6/23/2011
Rite of Passage
Bill Swanekamp

Every culture has different tests or challenges that one has to successfully complete before they’re recognized as an adult. In this country, when one passes their 18th birthday they’re considered an adult in the eyes of the law. There are other ceremonies associated with rites of passage, such as graduation from high school or college, where you even receive a diploma. Only after many years of study and successful testing does one receive this diploma. It’s never easy to move on to the next level, but it’s a goal we all try to achieve.
The spring of 2011 was like a symbolic rite of passage. For the past 48 years, I’ve been involved in the horticulture business and have seen many years come and go. I remember the years when my father and uncle shipped their spring bedding plant crop through torrential rainstorms and mud up to their knees. Oh, you might have forgotten that back then we didn’t assemble our orders for shipping indoors, but outside in all the raw elements.
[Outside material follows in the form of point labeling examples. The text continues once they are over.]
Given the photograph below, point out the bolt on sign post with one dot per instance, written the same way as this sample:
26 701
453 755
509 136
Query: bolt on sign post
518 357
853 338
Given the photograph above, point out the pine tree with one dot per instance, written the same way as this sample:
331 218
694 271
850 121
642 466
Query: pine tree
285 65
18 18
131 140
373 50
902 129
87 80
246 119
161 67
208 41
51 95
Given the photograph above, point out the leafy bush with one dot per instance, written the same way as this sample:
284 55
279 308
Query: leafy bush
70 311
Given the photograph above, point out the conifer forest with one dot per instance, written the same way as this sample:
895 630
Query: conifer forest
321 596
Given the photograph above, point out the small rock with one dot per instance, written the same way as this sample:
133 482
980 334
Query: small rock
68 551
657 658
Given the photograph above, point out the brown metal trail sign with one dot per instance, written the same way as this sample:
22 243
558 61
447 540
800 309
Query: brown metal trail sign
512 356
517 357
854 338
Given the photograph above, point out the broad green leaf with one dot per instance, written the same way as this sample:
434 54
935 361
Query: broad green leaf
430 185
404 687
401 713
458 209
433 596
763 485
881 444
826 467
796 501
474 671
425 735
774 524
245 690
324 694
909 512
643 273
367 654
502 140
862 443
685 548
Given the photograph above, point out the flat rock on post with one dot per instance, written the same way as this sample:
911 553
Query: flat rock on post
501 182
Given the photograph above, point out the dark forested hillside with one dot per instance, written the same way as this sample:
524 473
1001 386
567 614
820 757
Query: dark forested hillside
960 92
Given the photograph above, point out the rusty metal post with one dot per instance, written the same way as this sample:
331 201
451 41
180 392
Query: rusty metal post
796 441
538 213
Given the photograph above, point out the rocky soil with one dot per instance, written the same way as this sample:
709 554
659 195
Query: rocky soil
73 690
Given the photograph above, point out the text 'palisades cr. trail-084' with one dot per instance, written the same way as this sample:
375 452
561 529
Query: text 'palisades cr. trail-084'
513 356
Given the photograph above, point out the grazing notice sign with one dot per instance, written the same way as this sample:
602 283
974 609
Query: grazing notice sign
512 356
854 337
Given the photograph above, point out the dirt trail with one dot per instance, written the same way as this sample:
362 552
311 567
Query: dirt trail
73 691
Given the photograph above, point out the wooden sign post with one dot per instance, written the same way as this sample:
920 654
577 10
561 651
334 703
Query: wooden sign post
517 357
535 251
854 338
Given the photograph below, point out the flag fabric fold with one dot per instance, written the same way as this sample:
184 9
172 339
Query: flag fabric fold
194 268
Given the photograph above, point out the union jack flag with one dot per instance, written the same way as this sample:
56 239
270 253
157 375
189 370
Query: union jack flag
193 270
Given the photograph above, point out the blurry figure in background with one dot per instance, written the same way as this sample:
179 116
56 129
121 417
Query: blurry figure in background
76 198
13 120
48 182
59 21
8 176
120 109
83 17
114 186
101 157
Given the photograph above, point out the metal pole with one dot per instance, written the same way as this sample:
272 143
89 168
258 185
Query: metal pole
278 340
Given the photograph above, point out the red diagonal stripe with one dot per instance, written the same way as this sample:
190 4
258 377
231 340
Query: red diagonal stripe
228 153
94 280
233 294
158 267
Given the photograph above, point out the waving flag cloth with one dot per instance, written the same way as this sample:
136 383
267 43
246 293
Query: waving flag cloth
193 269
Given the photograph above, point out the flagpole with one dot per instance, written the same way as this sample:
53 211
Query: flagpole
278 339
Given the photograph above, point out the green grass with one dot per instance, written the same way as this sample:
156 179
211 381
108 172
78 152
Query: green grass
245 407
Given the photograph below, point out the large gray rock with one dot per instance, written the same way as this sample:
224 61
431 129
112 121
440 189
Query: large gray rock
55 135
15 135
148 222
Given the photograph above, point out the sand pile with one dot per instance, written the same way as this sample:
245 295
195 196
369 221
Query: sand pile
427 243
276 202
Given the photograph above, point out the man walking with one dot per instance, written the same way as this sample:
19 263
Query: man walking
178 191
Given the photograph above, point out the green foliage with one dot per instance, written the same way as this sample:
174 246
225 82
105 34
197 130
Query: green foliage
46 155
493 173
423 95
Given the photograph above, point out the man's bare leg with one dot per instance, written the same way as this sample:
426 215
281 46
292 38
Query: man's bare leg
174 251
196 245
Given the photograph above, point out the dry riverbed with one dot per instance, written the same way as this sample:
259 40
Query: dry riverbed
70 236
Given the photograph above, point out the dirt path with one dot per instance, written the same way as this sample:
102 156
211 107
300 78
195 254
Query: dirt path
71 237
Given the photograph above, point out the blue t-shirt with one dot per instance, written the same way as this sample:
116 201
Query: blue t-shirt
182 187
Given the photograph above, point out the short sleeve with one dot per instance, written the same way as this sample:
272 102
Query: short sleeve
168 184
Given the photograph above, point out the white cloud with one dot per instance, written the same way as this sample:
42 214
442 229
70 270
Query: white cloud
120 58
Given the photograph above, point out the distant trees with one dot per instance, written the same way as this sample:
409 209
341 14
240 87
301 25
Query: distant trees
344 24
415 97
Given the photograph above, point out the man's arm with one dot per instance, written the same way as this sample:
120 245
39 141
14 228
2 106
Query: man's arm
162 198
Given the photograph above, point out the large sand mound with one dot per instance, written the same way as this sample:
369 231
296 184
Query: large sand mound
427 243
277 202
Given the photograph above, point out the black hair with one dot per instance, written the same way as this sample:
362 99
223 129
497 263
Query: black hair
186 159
That was a rite of passage; if you could endure that you were fit to be a grower.
This year we had to wrestle with a winter that would not go away and a spring that could not make up its mind to arrive. On top of that, the rain just kept coming day after day. By the end of April, we were 13.5% behind last year and the weather was miserable. It took all of our growing expertise to keep the crops from getting too tall. Our best friends were named Bonzi, B-9, Cycocel and Sumagic. In addition, because the April crop hadn’t shipped on time, we had no place to put the May plantings. As a result, the plugs waited in their trays like airplanes queued up on a runway. There was just no room for them to fly.
But as you know, time doesn’t stop just because we want it to, nor does it speed up to make it convenient for us. We had to bide our time and wait for the heavens to clear. Just when we thought relief wouldn’t come, the clouds parted and out came the beautiful sun—10 days of sun! Now the challenge changed.
Our previous test involved our patience; now our stamina would be tested. For the next 30 days, we would be called upon to work 12 hours a day, six days a week. The demand for product was so great that we taxed every feature of our facility. The trucking department, the shipping department, the office staff and even my brain were screaming for some relief, but none was to be found.
The train had left the station and was running at full steam; nothing was going to stop it until it ran out of fuel. One way you know that things were rolling was how impatient our customers were. Every delay annoyed them and nothing we did was enough. Tempers flared at times and unkind words were spoken. But by the end of May we broke every sales record for that month from the previous 48 years.
Now I sit at my desk and keep asking myself the same question and maybe you’re asking yourself the same question: When will it get any easier? After almost 50 years of being in horticulture, I thought by now things would be easier, but they seem to be harder. I cannot even imagine what has happened to our fellow growers who live within the spillway of the Mississippi river or those whose greenhouses or nurseries are in tornado alley. Our prayers go out to you.
But if this spring was like a rite of passage, the burning question I have is this: When do I get my diploma? Yes, I want to graduate and stop being tested year after year. Someone once told me that it’s not really hard to be a farmer, all you have to learn are 50 lessons. The problem is that you only learn one lesson a year. Well, by my calculation, I only have two lessons left and I will get my diploma and complete the rite of passage. Let’s hope things get easier for all of us.
GT
Bill Swanekamp is president of Kube-Pak Corp., Allentown, New Jersey.